Training Autonomous Vehicles: How Tensor Parallelism Can Help
Summary: Autonomous vehicles rely on complex perception models that require large amounts of GPU memory. To address this challenge, NVIDIA and NIO have collaborated on a research project that explores the use of tensor parallel convolutional neural network (CNN) training. This approach can significantly reduce the GPU memory footprint, making it more feasible to train large vision models.
The Challenge of Training Autonomous Vehicles
Autonomous driving perception tasks involve extracting features from multicamera data using convolutional neural networks (CNNs) as the backbone. The forward activations of CNNs are feature maps of shape (N, C, H, W), where N, C, H, W are the number of images, number of channels, height, and width, respectively. These activations need to be saved for backward propagation, which consumes significant memory.
Tensor Parallel CNN Training
To address this challenge, NVIDIA and NIO have designed and implemented tensor parallel CNN training. This approach slices the inputs and intermediate activations across multiple GPUs, reducing the GPU memory footprint and bandwidth pressure for individual GPUs. The model weights and optimizer states are replicated on each GPU, similar to data parallel training.
Using PyTorch DTensor
PyTorch 2.0 introduces DTensor, which provides primitives to express tensor distribution, such as sharding and replication. This enables users to perform distributed computing without explicitly calling communication operators. The underlying implementation of DTensor encapsulates communication libraries such as NVIDIA Collective Communications Library (NCCL).
Implementation
Taking the CNN model for vision tasks, ConvNeXt-XL, as an example, we can demonstrate tensor parallel CNN training using DTensor. The model parameters are replicated on each GPU, while the model inputs are sliced across multiple GPUs.
Model Parameters | Model Inputs |
---|---|
Replicate | Shard(3) |
350 million parameters, 1.4 GB of GPU memory (FP32) | Slicing the W dimension of (N, C, H, W) |
For example, sharding the input of shape (7, 3, 512, 2048) on four GPUs generates four slices of shape (7, 3, 512, 512).
Benefits of Tensor Parallelism
Using DTensor to implement tensor parallel CNN training provides several benefits:
- Improved Training Efficiency: Tensor parallelism can significantly reduce the memory footprint and maintain good scalability.

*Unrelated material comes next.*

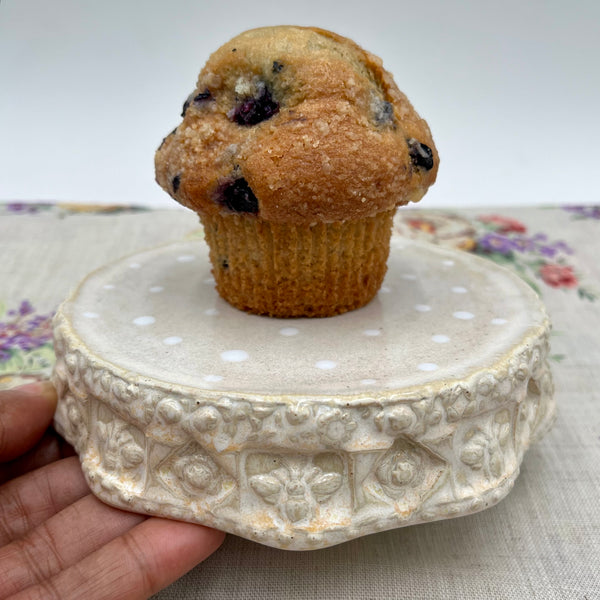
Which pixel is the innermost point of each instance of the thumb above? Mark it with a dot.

- Increased GPU Utilization: By distributing the workload across multiple GPUs, tensor parallelism can improve GPU utilization and reduce the cost of model training.

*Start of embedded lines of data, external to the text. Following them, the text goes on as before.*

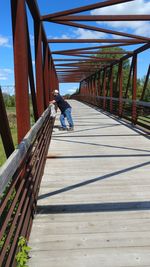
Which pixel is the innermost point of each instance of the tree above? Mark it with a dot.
(126, 69)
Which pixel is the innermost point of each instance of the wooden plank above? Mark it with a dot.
(93, 206)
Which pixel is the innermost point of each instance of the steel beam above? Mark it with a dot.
(5, 129)
(102, 18)
(129, 41)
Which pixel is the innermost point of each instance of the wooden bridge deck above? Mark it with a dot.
(94, 201)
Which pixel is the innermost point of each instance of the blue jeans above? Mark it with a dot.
(66, 114)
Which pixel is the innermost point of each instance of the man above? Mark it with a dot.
(65, 109)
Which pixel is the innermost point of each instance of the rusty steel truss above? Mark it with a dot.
(91, 66)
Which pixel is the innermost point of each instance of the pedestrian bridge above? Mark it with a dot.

- Flexible Model Structure: Tensor parallelism enables a more flexible model structure, making it easier to train large vision models.
Benchmark Results
Benchmarks show that tensor parallelism performs well in NIO’s autonomous driving scenarios and effectively addresses the challenges of training large vision models. This approach has been tested on NIO’s Autonomous Driving Development Platform (NADP), which delivers high-performance computing and full-chain tools to process hundreds of thousands of daily inference and training tasks.
Table: Comparison of Training Methods
Training Method | GPU Memory Footprint | Scalability |
---|---|---|
Data Parallelism | High | Limited |
Tensor Parallelism | Low | Good |
Note: The table above is a simplified comparison of training methods and is not intended to be a comprehensive analysis.
By adopting tensor parallel CNN training, developers can overcome the challenges of training large vision models and create more efficient and scalable perception models for autonomous vehicles.
Conclusion
Tensor parallel CNN training is a key approach to improving the efficiency of perception model training for autonomous vehicles. By leveraging the computing power and interconnects of multiple GPUs, this approach can make perception model training more widely accessible. With its ability to reduce the GPU memory footprint and improve scalability, tensor parallelism is an essential tool for training large vision models.